Telling Our Stories:
"Lexlexey'em"
Story telling is the Shuswap
way of passing our history
to the next generations
I dedicate this site to my grandmother Clotilde Thomas.(1907-2007)
My Name is Rick Gilbert and I am the eldest grandchild of Clotilde and Frank Thomas. In this picture, Clotilde is nearing her One hundredth birthday. That is me playing the fiddle with her playing the harmonica. She always carried her mouth organs, as she called them, in her handbag and at the slightest suggestion would whip one out and begin playing. Even if it were in the midst of a busy restaurant.

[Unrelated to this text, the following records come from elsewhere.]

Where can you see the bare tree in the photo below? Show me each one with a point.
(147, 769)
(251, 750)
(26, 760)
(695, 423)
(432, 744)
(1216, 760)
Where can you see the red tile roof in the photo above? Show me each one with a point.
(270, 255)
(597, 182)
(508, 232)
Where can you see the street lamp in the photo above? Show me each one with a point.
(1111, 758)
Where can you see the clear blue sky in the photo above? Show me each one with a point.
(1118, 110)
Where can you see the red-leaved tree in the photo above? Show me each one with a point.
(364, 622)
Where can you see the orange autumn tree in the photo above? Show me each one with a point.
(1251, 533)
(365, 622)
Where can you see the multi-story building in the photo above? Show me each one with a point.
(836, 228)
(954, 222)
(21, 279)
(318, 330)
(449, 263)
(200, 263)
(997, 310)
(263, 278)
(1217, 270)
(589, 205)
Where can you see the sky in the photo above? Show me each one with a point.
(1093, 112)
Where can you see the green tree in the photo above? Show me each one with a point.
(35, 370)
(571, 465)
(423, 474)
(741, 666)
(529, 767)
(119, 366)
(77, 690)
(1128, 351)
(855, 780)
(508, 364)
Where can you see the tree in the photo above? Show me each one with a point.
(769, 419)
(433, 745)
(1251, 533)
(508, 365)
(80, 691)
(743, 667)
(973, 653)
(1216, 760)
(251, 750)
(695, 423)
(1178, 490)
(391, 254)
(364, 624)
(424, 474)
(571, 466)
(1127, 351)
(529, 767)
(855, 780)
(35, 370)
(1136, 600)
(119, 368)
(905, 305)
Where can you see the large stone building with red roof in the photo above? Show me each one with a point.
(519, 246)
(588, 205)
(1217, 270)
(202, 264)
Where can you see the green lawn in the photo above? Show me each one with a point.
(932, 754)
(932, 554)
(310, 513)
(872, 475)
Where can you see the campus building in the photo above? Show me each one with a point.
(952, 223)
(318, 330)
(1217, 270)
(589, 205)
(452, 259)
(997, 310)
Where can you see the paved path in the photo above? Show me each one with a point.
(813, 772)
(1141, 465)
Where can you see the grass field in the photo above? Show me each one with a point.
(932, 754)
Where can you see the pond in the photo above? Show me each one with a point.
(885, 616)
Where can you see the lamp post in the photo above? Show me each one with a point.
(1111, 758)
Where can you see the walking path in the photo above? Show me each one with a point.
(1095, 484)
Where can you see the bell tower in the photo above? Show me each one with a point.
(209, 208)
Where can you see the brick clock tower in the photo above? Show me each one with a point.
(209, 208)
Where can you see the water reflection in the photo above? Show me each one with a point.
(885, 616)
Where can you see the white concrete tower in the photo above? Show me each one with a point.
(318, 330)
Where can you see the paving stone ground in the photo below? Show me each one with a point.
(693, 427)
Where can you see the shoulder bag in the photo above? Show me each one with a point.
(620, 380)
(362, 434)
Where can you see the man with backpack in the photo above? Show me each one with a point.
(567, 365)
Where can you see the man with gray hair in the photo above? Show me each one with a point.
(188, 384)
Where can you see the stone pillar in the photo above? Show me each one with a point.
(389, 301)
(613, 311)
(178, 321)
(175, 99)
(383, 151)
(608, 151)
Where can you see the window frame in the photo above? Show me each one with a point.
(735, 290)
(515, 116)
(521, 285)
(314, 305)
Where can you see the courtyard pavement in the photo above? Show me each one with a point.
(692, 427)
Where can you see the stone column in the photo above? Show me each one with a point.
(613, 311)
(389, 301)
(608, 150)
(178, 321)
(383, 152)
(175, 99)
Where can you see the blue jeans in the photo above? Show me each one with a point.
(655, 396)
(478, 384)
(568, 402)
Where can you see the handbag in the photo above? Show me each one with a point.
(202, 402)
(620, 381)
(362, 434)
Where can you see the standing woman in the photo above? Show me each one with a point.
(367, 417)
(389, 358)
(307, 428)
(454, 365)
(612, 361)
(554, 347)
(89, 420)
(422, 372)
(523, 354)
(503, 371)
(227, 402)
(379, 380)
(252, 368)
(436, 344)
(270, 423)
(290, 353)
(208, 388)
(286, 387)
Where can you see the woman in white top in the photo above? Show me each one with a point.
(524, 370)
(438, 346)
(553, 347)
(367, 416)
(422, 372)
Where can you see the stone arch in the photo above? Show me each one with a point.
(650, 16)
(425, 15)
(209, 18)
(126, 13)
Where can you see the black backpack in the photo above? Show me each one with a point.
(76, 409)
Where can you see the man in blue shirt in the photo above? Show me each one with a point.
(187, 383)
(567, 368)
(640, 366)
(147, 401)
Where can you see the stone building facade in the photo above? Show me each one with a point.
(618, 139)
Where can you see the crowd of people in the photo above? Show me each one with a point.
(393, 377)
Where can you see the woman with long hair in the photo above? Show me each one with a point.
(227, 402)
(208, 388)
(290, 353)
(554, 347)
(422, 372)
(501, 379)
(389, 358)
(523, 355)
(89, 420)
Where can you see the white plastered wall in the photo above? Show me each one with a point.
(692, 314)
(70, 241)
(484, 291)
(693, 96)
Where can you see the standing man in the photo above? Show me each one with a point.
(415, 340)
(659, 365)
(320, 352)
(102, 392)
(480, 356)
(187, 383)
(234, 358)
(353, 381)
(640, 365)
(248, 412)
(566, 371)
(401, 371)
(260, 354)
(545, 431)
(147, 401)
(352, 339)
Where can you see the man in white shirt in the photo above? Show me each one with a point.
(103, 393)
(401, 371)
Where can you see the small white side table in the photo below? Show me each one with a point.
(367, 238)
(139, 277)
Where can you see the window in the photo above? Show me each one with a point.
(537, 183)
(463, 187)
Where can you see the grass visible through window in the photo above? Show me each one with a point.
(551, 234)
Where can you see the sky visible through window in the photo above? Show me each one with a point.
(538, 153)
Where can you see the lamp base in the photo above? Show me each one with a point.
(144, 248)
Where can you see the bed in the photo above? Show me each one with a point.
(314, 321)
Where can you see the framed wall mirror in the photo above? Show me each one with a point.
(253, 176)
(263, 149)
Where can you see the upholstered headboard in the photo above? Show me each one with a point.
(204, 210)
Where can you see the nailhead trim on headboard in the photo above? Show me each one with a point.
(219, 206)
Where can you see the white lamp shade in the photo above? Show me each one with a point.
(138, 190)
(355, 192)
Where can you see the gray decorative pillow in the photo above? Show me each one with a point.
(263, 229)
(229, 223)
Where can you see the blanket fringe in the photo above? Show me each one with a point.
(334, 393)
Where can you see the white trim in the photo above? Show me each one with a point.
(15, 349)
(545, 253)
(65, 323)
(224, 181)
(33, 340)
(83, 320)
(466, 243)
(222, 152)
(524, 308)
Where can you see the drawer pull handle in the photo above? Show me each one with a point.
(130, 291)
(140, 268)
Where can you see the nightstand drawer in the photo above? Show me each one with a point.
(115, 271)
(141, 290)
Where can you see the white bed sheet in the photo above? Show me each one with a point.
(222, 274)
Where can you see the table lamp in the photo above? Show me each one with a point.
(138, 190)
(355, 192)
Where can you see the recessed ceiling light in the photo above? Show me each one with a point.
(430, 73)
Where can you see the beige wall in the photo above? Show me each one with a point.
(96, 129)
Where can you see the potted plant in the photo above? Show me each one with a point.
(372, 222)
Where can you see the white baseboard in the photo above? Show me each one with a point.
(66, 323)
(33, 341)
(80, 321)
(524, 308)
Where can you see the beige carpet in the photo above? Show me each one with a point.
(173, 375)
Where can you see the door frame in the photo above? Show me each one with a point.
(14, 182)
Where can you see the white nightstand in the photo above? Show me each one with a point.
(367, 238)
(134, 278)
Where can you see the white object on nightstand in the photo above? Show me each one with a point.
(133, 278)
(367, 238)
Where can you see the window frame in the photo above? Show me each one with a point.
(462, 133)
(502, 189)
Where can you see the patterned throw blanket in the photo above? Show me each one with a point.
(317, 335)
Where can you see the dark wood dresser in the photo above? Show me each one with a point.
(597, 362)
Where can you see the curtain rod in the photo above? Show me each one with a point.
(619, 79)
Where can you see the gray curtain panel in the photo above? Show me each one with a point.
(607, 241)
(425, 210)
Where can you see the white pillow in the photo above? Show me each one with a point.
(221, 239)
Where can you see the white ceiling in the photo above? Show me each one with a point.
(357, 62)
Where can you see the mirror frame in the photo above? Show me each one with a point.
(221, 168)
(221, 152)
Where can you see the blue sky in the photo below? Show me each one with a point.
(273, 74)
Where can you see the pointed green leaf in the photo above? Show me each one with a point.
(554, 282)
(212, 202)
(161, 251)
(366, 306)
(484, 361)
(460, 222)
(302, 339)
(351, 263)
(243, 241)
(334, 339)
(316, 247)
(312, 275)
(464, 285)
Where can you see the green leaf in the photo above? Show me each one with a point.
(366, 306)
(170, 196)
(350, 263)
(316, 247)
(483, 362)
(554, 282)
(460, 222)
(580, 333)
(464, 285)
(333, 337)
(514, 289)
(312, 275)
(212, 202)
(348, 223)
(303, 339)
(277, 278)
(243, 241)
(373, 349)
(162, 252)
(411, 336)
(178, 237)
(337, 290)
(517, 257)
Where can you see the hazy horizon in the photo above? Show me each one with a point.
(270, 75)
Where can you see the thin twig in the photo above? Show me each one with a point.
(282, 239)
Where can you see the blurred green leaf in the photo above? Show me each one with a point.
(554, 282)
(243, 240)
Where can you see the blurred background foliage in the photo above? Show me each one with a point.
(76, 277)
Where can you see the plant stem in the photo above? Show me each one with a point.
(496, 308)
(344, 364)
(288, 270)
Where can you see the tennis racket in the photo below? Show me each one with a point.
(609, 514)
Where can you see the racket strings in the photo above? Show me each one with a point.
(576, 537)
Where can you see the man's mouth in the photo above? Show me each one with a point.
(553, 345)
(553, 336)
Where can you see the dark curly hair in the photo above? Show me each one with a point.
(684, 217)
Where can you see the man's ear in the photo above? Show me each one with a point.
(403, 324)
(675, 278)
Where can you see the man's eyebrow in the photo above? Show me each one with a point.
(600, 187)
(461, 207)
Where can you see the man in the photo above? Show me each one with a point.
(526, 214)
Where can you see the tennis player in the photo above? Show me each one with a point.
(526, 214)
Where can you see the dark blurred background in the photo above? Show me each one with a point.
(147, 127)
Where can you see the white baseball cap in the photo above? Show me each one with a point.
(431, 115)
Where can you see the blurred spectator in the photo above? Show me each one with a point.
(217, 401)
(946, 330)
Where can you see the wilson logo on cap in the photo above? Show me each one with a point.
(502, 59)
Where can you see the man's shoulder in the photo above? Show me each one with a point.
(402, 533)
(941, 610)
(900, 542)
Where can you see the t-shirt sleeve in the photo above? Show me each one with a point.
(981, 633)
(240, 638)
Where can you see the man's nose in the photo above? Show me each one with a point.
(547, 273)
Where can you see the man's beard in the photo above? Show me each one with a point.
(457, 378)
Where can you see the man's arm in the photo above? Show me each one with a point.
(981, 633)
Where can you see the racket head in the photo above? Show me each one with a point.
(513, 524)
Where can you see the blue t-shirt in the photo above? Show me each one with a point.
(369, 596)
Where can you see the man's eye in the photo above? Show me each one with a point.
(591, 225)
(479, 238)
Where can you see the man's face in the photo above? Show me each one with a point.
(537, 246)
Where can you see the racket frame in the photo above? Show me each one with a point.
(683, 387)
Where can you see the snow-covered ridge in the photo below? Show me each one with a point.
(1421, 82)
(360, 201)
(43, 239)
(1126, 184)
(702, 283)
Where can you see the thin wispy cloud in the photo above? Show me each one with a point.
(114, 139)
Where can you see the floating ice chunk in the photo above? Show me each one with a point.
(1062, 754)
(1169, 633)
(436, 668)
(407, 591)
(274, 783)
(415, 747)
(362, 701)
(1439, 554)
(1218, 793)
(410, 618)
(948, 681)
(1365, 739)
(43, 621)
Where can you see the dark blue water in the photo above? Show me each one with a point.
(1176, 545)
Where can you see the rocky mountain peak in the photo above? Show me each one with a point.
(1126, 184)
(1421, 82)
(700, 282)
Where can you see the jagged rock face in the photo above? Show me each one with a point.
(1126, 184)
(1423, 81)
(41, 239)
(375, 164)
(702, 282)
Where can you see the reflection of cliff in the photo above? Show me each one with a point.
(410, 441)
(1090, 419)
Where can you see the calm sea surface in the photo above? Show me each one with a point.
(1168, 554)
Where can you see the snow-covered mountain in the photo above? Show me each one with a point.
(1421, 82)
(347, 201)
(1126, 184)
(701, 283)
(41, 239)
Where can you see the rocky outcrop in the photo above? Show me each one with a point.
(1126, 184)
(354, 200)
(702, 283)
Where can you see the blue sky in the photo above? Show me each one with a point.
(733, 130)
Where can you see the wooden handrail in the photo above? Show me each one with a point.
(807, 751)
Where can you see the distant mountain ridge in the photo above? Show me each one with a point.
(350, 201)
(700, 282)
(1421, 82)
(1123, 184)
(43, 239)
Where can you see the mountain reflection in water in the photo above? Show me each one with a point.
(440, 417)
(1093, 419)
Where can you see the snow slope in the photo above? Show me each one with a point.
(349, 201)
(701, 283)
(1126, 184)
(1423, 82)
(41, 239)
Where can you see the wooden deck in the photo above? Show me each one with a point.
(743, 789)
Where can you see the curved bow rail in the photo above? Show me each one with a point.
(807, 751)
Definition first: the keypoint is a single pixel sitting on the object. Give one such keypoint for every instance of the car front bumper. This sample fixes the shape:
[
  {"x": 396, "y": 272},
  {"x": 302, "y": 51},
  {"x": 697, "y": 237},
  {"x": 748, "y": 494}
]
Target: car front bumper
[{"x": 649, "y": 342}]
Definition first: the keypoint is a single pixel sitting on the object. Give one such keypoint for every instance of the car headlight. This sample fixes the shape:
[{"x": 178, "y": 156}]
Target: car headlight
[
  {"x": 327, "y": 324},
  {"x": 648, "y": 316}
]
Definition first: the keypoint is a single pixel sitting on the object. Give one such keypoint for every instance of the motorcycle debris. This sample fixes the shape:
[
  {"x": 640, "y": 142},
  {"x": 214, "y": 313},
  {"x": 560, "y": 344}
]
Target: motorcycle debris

Clotilde and husband Frank raised me from birth to manhood on the Sugar Cane Indian Reserve near Williams Lake, British Columbia, Canada. I had many good times and some bad growing up on Sugar Cane. The purpose of this website is for me to relay some of the good times and the good and sometimes funny things that happened as I grew up. I'm hoping that if by chance any of our youth were to read any of my stories, they could get some sense of how life then compares to life on the reserve today and perhaps get a better understanding of their heritage.
I recently spoke to other people who grew up on Sugar Cane and mentioned my idea of writing my short stories about my youth on Sugar Cane. We immediately broke into different stories that we remembered well. Perhaps, if this site goes over well, I might begin accepting stories from others who cherished their life of growing up on Sugar Cane and, who knows, other reserves.